A libertarian presidential candidate in Argentina with the La Libertad Avanza party secured the top spot in the primary election. Javier Milei raked in 30 percent of the general vote, making him the top candidate going into the next phase of the campaign cycle.

"We have not only managed to establish ourselves individually, today we are the most-voted political force because we are the real opposition, the ones who want real change," Milei said from Buenos Aires. "A different Argentina is impossible with the same old people, with the same people who have been failing for over a hundred years."

He ended his victory speech with his campaign motto, "viva la libertad, carajo," which translates to "long live freedom, damn it!" The crowd reportedly went wild.
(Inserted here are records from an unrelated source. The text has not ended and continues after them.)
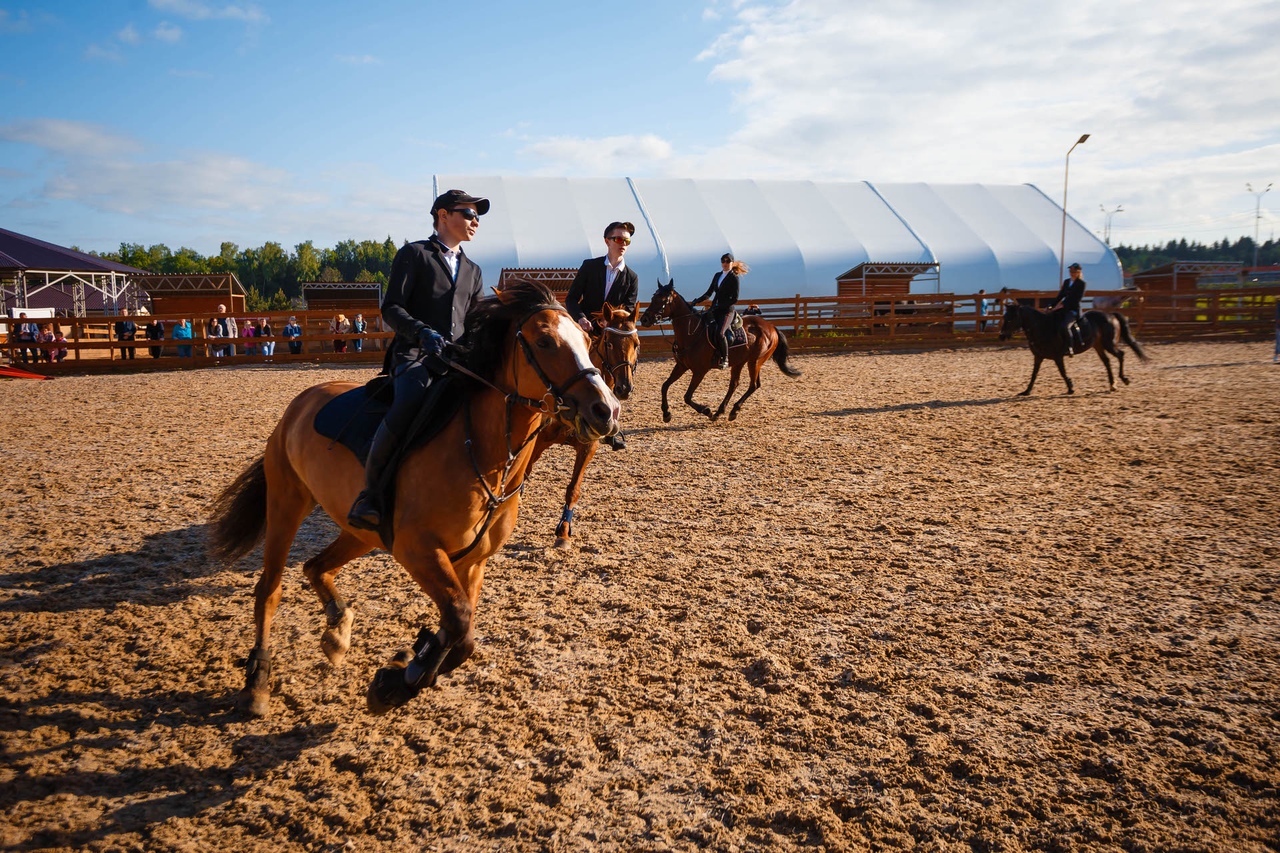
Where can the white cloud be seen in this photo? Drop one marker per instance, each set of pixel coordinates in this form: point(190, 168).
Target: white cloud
point(168, 32)
point(195, 10)
point(14, 23)
point(611, 155)
point(104, 53)
point(115, 173)
point(1183, 103)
Milei has stated plans to shrink the size of government, eliminate the central bank, and bring in the US dollar. After markets opened on Monday, the Central Bank of Argentina devalued the national peso by 22 percent, meaning that one US dollar is equivalent to $350 pesos, per the Buenos Aires Herald.

An official with the Central Bank claimed that the devaluation is a "faculty" of the administration, while criticisms mounted that it was a "direct request from the International Monetary Fund." Argentina's market analysts cautioned that a Milei victory could spell economic disaster for the already struggling nation.

JPMorgan projected “mounting pressure on the exchange rate, resulting in a widening gap between the parallel and official exchange rate,” per analyst Diego Pereira at CNBC.

The New York Times reported that the incumbent center-left party, which has held power in the country for 16 of the past 20 years, has largely been controlled by former President Cristina Fernandez de Kirchner.

Milei said: "We're not only going to end Kirchnerism, but we're also going to end the useless, parasitic, criminal political caste that is sinking this country."

The report noted that Milei may make major changes to Argentina, a country that has seen the influence of more liberal policies over the past few decades. His running mate, a lawyer who has previously defended the country's past military dictatorship, has suggested that they would relax gun laws, and reverse policies allowing abortion. Speaking against the state of organ donation in the country, where many die while on a lengthy wait list, Milei said that bodies are possessions belonging to individuals.

"If liberalism is the unrestricted respect for the life of others, based on the principle of non-aggression and in defense of the right to life, freedom and property; and my first property is my body, then why shouldn’t I be able to do what I want with my body?" he said.

Political consultant Pablo Touzon said Milei does not have the institutional support that other right-leaning candidates have had over the years. He said: "Bolsonaro leaned on the army. Trump had the Republicans. Milei has nothing." He went on to say that Milei's economic plan has "changed 50 times," adding that "today, he does not have a team to govern Argentina."